Il 6, 7 e 8 Settembre 2024 si è svolta la tre giorni “RigenerAzione” al LUMEN, la casa-base dell’Associazione di Promozione Sociale Icchè Ci Vah Ci Vole. L’obiettivo di queste giornate è stato quello di condividere esperienze di rigenerazione urbana, evidenziandone nodi e soluzioni al fine di diffondere la pratica della valorizzazione del patrimonio pubblico abbandonato attraverso una base culturale e sociale.
Nell’arco dei tre appuntamenti sono state affrontate tematiche relative alla rigenerazione degli spazi urbani con operatori del settore, tecnici, erogatori, associazioni e istituzioni.

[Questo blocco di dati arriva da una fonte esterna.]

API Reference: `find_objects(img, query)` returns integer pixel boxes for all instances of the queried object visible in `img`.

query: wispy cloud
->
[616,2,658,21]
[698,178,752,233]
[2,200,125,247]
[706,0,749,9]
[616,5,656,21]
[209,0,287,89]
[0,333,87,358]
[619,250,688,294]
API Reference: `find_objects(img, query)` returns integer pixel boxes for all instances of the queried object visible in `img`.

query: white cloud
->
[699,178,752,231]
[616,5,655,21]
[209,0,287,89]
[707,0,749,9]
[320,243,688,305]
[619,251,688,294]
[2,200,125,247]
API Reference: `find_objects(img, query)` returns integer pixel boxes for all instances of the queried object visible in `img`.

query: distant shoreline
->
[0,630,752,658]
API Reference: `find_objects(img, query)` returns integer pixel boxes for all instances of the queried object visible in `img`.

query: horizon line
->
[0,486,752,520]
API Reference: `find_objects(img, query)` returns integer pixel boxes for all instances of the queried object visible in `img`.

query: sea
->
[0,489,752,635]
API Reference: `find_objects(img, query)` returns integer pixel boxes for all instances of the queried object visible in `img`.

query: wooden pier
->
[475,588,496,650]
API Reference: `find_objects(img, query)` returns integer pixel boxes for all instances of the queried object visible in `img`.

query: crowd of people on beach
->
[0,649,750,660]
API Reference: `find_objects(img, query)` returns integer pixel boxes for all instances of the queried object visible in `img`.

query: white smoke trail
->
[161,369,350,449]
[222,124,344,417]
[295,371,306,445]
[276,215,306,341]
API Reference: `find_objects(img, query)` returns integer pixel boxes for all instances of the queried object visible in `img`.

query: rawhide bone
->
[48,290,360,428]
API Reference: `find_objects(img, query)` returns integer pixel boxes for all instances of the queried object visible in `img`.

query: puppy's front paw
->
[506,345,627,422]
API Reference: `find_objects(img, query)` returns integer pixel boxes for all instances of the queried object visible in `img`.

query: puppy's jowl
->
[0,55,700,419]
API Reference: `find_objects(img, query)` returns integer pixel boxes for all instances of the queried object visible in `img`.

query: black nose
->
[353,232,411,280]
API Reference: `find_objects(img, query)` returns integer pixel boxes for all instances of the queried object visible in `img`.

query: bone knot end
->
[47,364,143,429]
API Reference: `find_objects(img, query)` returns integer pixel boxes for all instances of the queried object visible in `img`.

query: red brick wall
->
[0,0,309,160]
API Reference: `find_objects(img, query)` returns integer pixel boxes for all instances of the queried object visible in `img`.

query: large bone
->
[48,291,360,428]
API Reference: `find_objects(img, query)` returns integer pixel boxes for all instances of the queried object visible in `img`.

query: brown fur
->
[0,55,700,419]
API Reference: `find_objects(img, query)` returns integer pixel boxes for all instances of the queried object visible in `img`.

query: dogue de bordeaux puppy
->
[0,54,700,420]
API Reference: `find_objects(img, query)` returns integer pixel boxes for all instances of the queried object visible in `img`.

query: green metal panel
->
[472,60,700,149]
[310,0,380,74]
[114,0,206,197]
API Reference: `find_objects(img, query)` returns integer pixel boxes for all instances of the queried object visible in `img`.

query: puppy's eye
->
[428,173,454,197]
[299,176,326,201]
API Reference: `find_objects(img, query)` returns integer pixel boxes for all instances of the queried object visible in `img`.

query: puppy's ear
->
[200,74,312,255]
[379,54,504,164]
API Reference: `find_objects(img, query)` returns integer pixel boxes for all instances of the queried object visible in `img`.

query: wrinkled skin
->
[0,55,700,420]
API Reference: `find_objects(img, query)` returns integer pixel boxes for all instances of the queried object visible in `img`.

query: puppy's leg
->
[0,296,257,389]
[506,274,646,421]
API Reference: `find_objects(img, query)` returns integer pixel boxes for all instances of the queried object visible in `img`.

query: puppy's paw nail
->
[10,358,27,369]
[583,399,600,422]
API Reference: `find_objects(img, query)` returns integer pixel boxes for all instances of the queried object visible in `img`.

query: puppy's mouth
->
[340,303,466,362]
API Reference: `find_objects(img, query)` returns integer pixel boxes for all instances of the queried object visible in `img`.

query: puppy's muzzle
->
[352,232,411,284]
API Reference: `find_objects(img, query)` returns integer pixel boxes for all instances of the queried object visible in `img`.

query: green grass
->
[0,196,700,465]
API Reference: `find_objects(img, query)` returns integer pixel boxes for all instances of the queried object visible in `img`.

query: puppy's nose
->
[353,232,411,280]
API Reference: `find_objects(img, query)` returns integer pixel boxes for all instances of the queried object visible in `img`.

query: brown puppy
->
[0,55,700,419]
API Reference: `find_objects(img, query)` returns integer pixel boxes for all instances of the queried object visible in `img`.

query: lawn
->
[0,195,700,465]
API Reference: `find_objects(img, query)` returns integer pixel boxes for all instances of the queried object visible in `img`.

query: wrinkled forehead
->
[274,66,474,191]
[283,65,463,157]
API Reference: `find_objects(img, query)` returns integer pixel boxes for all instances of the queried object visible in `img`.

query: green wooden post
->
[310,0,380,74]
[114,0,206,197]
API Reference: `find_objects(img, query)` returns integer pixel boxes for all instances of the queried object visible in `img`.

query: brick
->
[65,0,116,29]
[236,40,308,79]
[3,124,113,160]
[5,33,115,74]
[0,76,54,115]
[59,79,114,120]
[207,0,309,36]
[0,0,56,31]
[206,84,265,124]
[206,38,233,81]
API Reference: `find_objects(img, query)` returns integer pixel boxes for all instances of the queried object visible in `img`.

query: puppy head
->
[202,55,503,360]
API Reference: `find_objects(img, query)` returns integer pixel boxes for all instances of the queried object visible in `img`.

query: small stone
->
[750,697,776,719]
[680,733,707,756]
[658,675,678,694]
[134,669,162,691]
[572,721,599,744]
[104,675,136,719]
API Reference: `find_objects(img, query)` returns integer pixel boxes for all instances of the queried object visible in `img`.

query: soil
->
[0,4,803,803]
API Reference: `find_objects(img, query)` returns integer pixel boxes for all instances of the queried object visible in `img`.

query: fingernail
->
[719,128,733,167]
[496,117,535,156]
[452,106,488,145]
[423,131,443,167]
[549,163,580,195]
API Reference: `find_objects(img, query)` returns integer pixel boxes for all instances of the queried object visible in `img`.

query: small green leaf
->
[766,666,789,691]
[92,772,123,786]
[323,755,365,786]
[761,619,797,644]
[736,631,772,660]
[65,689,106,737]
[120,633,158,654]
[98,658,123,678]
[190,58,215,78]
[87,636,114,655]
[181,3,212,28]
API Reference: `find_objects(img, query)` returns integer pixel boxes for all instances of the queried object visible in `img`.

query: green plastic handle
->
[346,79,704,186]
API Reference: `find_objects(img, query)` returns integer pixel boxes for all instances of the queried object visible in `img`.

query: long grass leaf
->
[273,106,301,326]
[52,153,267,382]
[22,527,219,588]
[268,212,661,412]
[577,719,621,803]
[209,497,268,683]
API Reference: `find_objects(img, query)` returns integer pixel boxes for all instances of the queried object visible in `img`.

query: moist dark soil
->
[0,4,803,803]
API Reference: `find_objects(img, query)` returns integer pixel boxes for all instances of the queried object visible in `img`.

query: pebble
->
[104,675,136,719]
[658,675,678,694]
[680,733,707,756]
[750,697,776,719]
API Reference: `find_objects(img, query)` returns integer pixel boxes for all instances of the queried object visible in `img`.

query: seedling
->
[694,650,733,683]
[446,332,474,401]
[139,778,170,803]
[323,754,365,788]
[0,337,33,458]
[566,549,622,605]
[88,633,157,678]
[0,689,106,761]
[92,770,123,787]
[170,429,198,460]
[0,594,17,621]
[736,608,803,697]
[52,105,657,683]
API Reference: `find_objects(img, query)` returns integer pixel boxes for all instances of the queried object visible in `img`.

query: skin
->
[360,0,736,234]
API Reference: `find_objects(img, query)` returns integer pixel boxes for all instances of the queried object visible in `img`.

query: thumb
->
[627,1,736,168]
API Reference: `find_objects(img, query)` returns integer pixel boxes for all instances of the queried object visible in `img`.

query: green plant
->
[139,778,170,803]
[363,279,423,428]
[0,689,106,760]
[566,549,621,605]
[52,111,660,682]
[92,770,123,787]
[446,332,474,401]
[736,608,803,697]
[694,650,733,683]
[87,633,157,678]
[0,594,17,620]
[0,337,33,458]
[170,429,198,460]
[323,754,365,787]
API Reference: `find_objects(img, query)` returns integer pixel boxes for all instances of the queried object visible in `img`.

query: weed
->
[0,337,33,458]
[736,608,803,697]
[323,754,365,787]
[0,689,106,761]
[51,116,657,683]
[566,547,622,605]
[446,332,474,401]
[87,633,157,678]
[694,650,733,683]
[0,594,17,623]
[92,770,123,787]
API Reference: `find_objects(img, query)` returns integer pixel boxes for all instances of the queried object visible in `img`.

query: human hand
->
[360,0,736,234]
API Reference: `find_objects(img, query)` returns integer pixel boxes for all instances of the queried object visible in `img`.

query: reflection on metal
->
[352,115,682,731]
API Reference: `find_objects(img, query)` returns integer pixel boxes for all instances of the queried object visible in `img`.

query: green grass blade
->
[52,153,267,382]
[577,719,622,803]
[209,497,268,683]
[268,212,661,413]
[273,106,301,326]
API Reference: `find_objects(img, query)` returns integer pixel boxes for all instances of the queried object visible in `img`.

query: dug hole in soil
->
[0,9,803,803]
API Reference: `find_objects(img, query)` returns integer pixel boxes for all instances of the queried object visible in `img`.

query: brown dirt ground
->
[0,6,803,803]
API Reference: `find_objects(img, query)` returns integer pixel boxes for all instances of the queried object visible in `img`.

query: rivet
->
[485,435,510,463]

Come si legge sul programma illustrato online, al termine di questo ciclo di incontri sarà avviato «un percorso con i Comuni della Città Metropolitana per identificare gli immobili e gli spazi pubblici inutilizzati ed avviare un processo che preveda il loro affidamento a soggetti del Terzo Settore». Attendendo Ottobre per i primi passi del suddetto percorso, prima di tentare il racconto di alcuni tra gli interventi occorsi durante “RigenerAzione” ritengo opportuno spendere un paio di parole su cos’è LUMEN.
Il Laboratorio Urbano MENsola (da cui LUMEN) si articola come un progetto di riqualificazione a fini culturali di uno stabile e di un terreno di proprietà pubblica, con l’intento di rappresentare un polo di sperimentazione attorno cui far gravitare nuove associazioni e realtà del territorio fiorentino. LUMEN è situato in Via del Guarlone 25 a Firenze, al centro del Parco del Mensola tra Settignano e Rovezzano, ed è lo spazio che l’Associazione ICVCV ha ottenuto in concessione gratuita dal Comune di Firenze in cambio della manutenzione ordinaria e straordinaria dell’immobile e del terreno. Come si apprende dal sito web, «Al momento l’Associazione ha una concessione transitoria, propedeutica a un accordo trentennale che potrà stringere con il Comune dopo la firma del nuovo Piano Operativo». Il Piano Operativo è un importante strumento di pianificazione urbanistica, e la sua nuova elaborazione avrà ricadute molto importanti anche su LUMEN, considerando che disterà solo dieci minuti a piedi dal futuro capolinea della nuova Linea 3.2.2 della tramvia – la stazione di Rovezzano.
Nato nell’estate del 2021, LUMEN è il frutto di una graduale maturazione; muovendosi per grandi salti, vale la pena ricordare che antecedentemente all’ingresso nell’elenco dei Beni immobili di proprietà comunale nel 1950, l’immobile era la vecchia colonica della famiglia Bracci, una famiglia di mercanti originaria di Vinci trasferitasi a Firenze nel corso del XIII° secolo; nel 1988 venne fondata la Cooperativa Il Guarlone, che gestì l’area fino al 1997 come centro diurno indirizzato al supporto di soggetti ex tossicodipendenti (SERT). Per chi è già stato al LUMEN è curioso sapere che le serre che tutt’ora caratterizzano lo spazio furono realizzate da Il Guarlone. A seguito della chiusura del servizio per le tossicodipendenze, l’edificio rimase vuoto, divenendo – per beffardo paradosso – un rifugio per il consumo e lo spaccio di stupefacenti. Dal 2000 in poi si susseguirono diverse occupazioni, di cui la più significativa è probabilmente quella che ha preso il nome de “Il Rovo”: così fu battezzata l’esperienza di autogestione agricola di alcuni membri-abitanti del fondo comunista delle “case minime” (il quartiere di edilizia residenziale pubblica di Via Rocca Tedalda). L’occupazione durò dal 2015 fino al momento dello sgombero nel 2019.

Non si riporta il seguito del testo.